MethodMax SizeWhen to Use
Direct upload100MBMost files
Presigned URL (this page)5GBLarge PDFs, high-res scans, large spreadsheets

How It Works

  1. Request a presigned URL from Reducto (no file attached)
  2. Upload your file directly to cloud storage using the presigned URL
  3. Use the file_id with Parse, Split, or Extract endpoints

Step 1: Request a Presigned URL

Call the upload endpoint without attaching a file:
import os
import requests

response = requests.post(
    "https://platform.reducto.ai/upload",
    headers={"Authorization": f"Bearer {os.environ.get('REDUCTO_API_KEY')}"}
)

data = response.json()
file_id = data["file_id"]
presigned_url = data["presigned_url"]

print(f"File ID: {file_id}")
print(f"Presigned URL: {presigned_url[:80]}...")
Response:
{
  "file_id": "reducto://50c07046-3bac-4844-8c4b-d1428ed9c8f4",
  "presigned_url": "https://prod-storage.s3.amazonaws.com/50c07046-3bac-4844-8c4b-d1428ed9c8f4?X-Amz-Algorithm=AWS4-HMAC-SHA256&..."
}
Save the file_id now. You’ll need it in Step 3. The presigned URL is only for uploading β€” you can’t use it to process the document.

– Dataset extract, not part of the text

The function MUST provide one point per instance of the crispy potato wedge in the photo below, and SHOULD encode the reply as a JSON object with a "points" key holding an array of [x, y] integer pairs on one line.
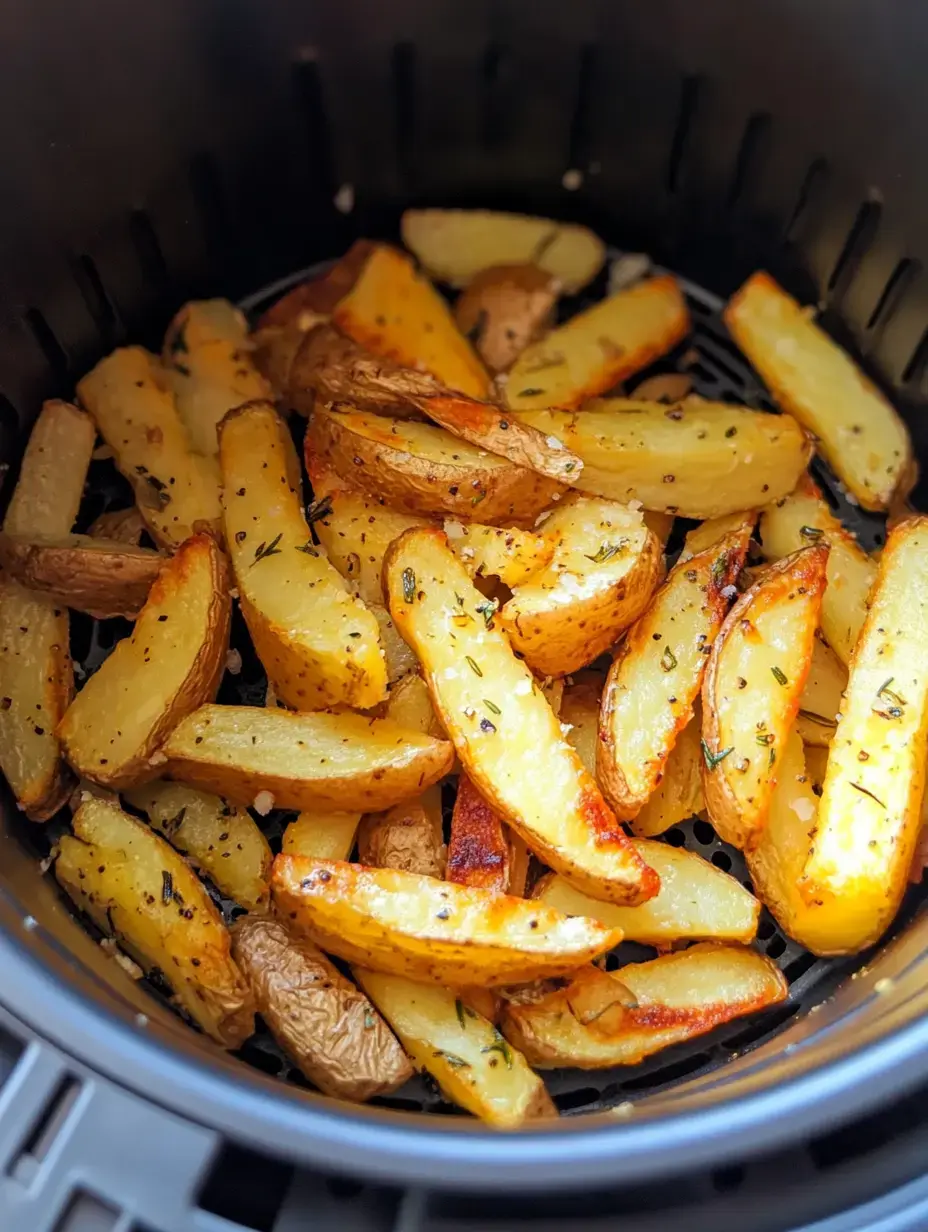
{"points": [[322, 834], [698, 902], [598, 348], [36, 679], [502, 727], [218, 838], [89, 574], [138, 891], [657, 674], [424, 470], [317, 641], [332, 761], [207, 354], [407, 837], [504, 309], [679, 794], [752, 690], [319, 296], [605, 568], [802, 519], [869, 816], [130, 398], [317, 1015], [455, 245], [822, 696], [680, 996], [698, 460], [433, 930], [171, 663], [810, 376], [464, 1052], [394, 312]]}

Step 2: Upload to Presigned URL

Upload your file using a PUT request to the presigned URL:
import requests

with open("large_document.pdf", "rb") as f:
    response = requests.put(presigned_url, data=f)

if response.status_code == 200:
    print("Upload successful!")
No Content-Type header needed. When uploading to presigned URLs, you don’t need to set a Content-Type header β€” the file will be accepted as-is.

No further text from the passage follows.